Labour plans 'fat cats' act

Labour has proposed a new corporate governance act to tackle the problem of excessive pay in the boardroom in preference to using regulators to interfere directly in utility pay.

Announcing plans for reform of utility regulation, Dr Jack Cunningham, the shadow trade and industry secretary, also revealed that he is to meet Sir Richard Greenbury, chairman and chief executive of Marks and Spencer, this week to propose new measures to prevent abuses "on salary hikes and share option packages which are completely unrelated to individual or corporate performance".

Sir Richard chairs the committee on top pay which is due to announce plans for greater disclosure of board-level earnings and a clearer link between executive pay and performance.

At the meeting, Dr Cunningham is expected to urge the toughest possible measures to ban boardroom pay increases unrelated to performance. Labour sees the Greenbury recommendations, if they come up to scratch, as a possible benchmark for good practice in any new legislation.

Tony Blair, the Labour leader, called for an end to the "unseemly racket" of price rises by the privatised utilities in angry clashes with the Prime Minister in the Commons.

Mr Blair staked out the privatised utilities as one of the main battlegrounds for the General Election campaign.Hesought to make his party the defender of the consumers' interests. He condemned the latest "pay-and-perks scandal" over the disclosure that three board members of the National Grid had cashed in £600,000 worth of options on shares not yet available to the public.

"These utilities have degenerated into an unseemly racket and the sooner you order a thorough overhaul of their system of regulation the better," Mr Blair said.

Mr Major, the Prime Minister, has promised legislation to back the recommendations of the Greenbury Committee, but this is expected to be much less comprehensive than the new act Labour is examining.

Some of the Greenbury recommendations are likely to be incorporated in the Stock Exchange rule book and a new version of the Cadbury rules on corporate governance.

The core of Labour's utility reform plan is to make shareholders in privatised utilities share "excess" profits with customers - including what Dr Cunningham called a consumer dividend.

In a speech to a London conference organised by the left-of-centre Institute of Public Policy Research and Unison, the public sector workers' trade union, Dr Cunningham said this would work automatically to curb the excess profits from which the salary and share option bonanzas of utility directors have been generated. But he made no mention of using the regulators to curb pay directly.

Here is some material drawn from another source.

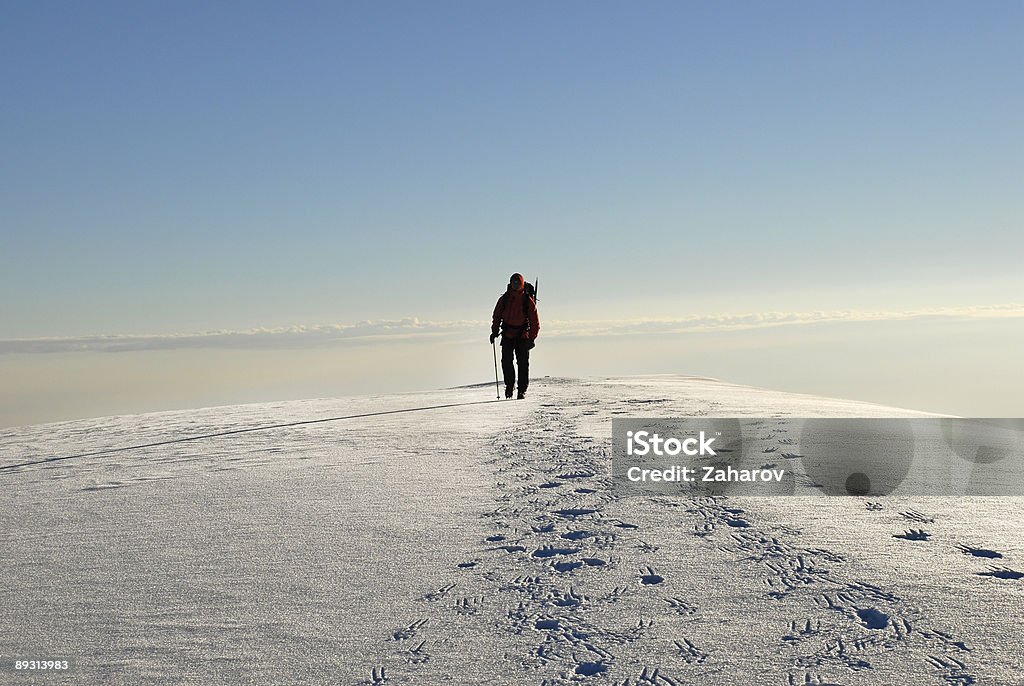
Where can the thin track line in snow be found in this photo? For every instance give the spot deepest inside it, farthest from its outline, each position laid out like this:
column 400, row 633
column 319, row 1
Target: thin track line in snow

Qualified backing for change came from Clare Spottiswoode, the gas regulator, who told the conference that she was looking at possible reform of the price-setting formula and the introduction of profit sharing. She promised a consultative paper in the next month.

Opening the conference, Mr Blair said the present system for regulating gas, water, electricity and the other privatised utilities was not working and a new approach was required.

Dr Cunningham also said that Labour wanted to link automatic price cuts to high profits without destroying incentives towards efficiency.